Zunächst einmal brauchen wir den Herrn. Er will uns sagen, dass wir – vor dem Halten seiner Gebote, vor den Seligpreisungen, vor den Werken der Barmherzigkeit – mit Ihm verbunden sein, in Ihm bleiben müssen. Wir können keine guten Christen sein, wenn wir nicht in Jesus bleiben. Durch Ihn dagegen vermögen wir alles (vgl. Phil 4,13). Durch Ihn vermögen wir alles.

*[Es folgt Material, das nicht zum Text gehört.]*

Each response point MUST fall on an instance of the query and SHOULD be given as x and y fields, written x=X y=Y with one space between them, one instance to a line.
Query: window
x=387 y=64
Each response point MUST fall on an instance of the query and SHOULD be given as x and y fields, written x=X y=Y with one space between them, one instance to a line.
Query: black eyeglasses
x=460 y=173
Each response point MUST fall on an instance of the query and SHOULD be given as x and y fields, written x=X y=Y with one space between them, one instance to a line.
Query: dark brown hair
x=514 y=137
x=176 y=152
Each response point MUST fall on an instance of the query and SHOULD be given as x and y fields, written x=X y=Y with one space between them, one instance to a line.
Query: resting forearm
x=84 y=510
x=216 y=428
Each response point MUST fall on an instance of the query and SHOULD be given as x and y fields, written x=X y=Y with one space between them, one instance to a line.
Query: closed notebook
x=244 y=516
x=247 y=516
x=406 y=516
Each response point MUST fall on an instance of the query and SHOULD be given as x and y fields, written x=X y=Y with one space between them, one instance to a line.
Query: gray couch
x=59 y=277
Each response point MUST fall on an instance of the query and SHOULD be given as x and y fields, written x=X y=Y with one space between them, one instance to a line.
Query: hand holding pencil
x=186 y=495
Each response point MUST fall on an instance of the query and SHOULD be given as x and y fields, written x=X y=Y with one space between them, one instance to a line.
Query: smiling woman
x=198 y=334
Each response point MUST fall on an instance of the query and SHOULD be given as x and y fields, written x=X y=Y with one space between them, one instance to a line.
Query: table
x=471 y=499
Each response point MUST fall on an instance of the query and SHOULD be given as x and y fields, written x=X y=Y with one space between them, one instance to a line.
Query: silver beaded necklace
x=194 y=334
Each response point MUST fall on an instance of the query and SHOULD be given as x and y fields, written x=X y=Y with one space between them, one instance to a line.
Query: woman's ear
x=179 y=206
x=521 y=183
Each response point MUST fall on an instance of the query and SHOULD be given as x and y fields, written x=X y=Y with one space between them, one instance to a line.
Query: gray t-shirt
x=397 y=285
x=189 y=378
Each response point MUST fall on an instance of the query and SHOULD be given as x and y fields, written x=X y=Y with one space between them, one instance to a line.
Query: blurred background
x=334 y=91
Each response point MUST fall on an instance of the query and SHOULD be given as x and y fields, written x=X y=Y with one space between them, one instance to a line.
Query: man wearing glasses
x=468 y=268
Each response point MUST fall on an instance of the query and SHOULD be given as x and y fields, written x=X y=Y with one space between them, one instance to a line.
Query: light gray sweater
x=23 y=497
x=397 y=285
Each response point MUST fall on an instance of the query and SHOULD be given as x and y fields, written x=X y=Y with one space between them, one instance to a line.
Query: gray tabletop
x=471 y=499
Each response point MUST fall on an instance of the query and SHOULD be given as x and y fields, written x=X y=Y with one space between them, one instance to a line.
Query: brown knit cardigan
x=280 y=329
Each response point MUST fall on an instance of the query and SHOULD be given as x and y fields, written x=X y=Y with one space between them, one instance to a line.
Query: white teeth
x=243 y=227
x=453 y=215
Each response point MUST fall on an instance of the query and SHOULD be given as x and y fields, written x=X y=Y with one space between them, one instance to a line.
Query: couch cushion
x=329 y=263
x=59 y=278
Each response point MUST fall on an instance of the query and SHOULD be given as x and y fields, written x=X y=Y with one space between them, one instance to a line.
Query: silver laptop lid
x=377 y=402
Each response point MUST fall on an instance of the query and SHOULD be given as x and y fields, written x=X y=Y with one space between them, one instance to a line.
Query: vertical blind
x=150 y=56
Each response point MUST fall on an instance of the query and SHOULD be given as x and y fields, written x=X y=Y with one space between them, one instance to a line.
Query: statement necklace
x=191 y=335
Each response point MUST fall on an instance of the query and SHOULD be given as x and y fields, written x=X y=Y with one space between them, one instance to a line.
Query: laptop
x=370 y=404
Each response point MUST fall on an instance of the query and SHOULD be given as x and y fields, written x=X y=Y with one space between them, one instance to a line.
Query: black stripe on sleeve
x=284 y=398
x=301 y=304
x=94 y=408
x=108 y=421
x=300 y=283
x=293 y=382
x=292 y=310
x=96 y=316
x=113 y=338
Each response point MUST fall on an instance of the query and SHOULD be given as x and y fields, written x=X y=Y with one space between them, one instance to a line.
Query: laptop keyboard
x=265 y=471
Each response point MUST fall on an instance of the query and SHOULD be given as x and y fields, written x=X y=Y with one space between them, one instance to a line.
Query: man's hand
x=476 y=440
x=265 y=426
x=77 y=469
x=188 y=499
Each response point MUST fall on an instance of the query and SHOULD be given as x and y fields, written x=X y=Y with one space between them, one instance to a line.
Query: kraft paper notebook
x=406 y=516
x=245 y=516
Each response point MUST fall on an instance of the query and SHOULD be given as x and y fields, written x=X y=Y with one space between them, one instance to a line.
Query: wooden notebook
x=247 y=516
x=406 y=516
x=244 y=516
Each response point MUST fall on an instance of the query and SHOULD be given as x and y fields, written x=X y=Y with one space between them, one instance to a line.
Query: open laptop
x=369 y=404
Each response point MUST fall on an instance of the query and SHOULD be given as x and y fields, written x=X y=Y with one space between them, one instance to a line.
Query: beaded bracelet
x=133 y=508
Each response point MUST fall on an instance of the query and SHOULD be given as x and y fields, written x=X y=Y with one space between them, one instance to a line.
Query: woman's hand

Doch wie der Weinstock die Reben braucht, so braucht Jesus uns. Vielleicht erscheint uns diese Behauptung kühn, und so wollen wir uns fragen: In welchem Sinne braucht Jesus uns? Er braucht unser Zeugnis. Die Frucht, die wir als Reben hervorbringen müssen, ist das Zeugnis unseres christlichen Lebens. Seit Jesus zum Vater aufgefahren ist, ist es Aufgabe der Jünger, ist es unsere Aufgabe, der Welt in Wort und Tat das Evangelium zu verkünden. Und sie, wir Jünger Jesu, tun es, indem wir Zeugnis ablegen von seiner Liebe: Die Frucht, die hervorgebracht werden muss, ist die Liebe. Wenn wir in Christus bleiben, empfangen wir die Gaben des Heiligen Geistes, und so können wir unserem Nächsten Gutes tun, der Gesellschaft, der Kirche Gutes tun. An den Früchten erkennt man den Baum. Ein wahrhaft christliches Leben legt Zeugnis ab von Christus.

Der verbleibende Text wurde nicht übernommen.